The definition of the product of sets

Question

I got a definition :

If I is a nonempty set and for each i in I we have a nonempty sets $ X_i$, then the product of these sets is defined by $$\prod_{i\in I}X_i=\{x:I \rightarrow \bigcup_{i\in I} X_i:x(i)\in X_i\text{ for all } i\ \in I\}$$

The definition is from [https://www.springer.com/gp/book/9783319023670 ]. I think this is not easy to understand it.

Assume we want to prove :

Suppose I is a set, $X_i$ are topological spaces with subsets $A_i$ for $i \in I$. Then, there holds $\operatorname{Clos}\prod_{i\in I}A_i=\prod_{i\in I}\operatorname{Clos} A_i$

Then, the proof $$\prod_{i\in I}\operatorname{Clos} A_i$$ $$=\{x:I \rightarrow \bigcup_{i\in I} \operatorname{Clos} A_i : x(i)\in \operatorname{Clos} A_i\ \text{ for all } i \in I\} $$ $$=\{x:I \rightarrow \operatorname{Clos}(\bigcup_{i\in I} A_i) :x(i)\in \operatorname{Clos} A_i \text{ for all } i \in\ I\}$$ $$=\operatorname{Clos} \prod_{i\in I}A_i$$ is right?

Answer 1

No, closure does not commute with infinite unions as you want to use in the step from line 2 to line 3. The last step is also nonsense, as the closure of a product set depends on the topology we put on the product: it's not a pure set theory fact.

You need to show two inclusions and use the definition of closure and the specific form of open sets in the product topology.

If you have covered nets (generalised sequences) in your course, the following proof does work (modulo some minor details, but in essence):

$x \in \operatorname{Clos} \prod_i A_i$ iff there is some net $(a_n)_{n \in N}$ where all $a_n \in \prod_{i \in I} A_i$ and $a_n \to x$ iff for all $i \in I$ $(a_n)(i) \to x(i)$ iff for all $i \in I$, $x(i) \in \operatorname{Clos} A_i$ iff $x \in \prod_i \operatorname{Clos} A_i$.

Answer 2

Your solution is making the assumptions that

1) $\bigcup\limits_{i\in I}ClosA_i=Clos\bigcup\limits_{i\in I}A_i$ but you can easily see that what holds, in general, is that $\bigcup\limits_{i\in I}ClosA_i\subseteq Clos\bigcup\limits_{i\in I}A_i$ where the equality might not hold in general, eg consider $A_i=(\frac{1}{i+1},\frac{1}{i}),i\in \mathbb{N}$ then, $\bigcup\limits_{i\in \mathbb{N}}ClosA_i=(0,1]\neq Clos\bigcup\limits_{i\in \mathbb{N}}A_i=[0,1]$.

2)$Clos\prod\limits_{i\in I}A_i=Clos\{x:I\rightarrow \bigcup\limits_{i\in \mathbb{N}}A_i|x(i)\in A_i \forall i\in I\}=\{x:I\rightarrow Clos\bigcup\limits_{i\in \mathbb{N}}A_i|x(i)\in ClosA_i \forall i\in I\}$ which does not make much sense as now you must consider closure of a set of functions but you must know the topology on them to know how to deal with them.

I know of a way to prove the aforementioned result in the product or box topology using the fact that $x\in ClosA\ iff\ for\ any\ U\ni x\ open\ in\ X, U\cap X\neq \phi$, you can find the same in munkres at the end of the section on product topology(section-19).
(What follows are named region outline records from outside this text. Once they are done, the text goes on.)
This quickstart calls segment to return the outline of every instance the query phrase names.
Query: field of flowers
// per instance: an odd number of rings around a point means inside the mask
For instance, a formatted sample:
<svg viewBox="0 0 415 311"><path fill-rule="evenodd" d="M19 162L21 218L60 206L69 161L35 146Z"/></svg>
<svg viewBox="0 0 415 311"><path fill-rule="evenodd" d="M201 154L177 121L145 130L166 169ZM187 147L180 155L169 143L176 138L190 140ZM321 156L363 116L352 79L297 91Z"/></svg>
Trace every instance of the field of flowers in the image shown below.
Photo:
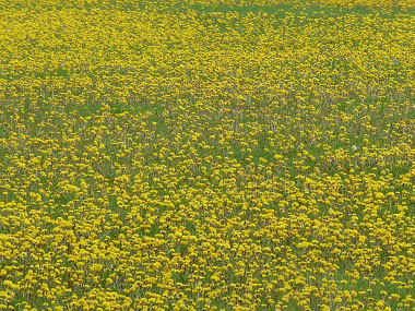
<svg viewBox="0 0 415 311"><path fill-rule="evenodd" d="M414 0L0 0L0 310L415 310Z"/></svg>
Though I'm pretty sure it should be provable this way also, I'm not able to come up with analogs for the product or box topology in this functional form, i.e., you have to show that $$Clos\{x:I\rightarrow \bigcup\limits_{i\in \mathbb{N}}A_i|x(i)\in A_i \forall i\in I\}=\{x:I\rightarrow \bigcup\limits_{i\in \mathbb{N}}ClosA_i|x(i)\in ClosA_i \forall i\in I\}$$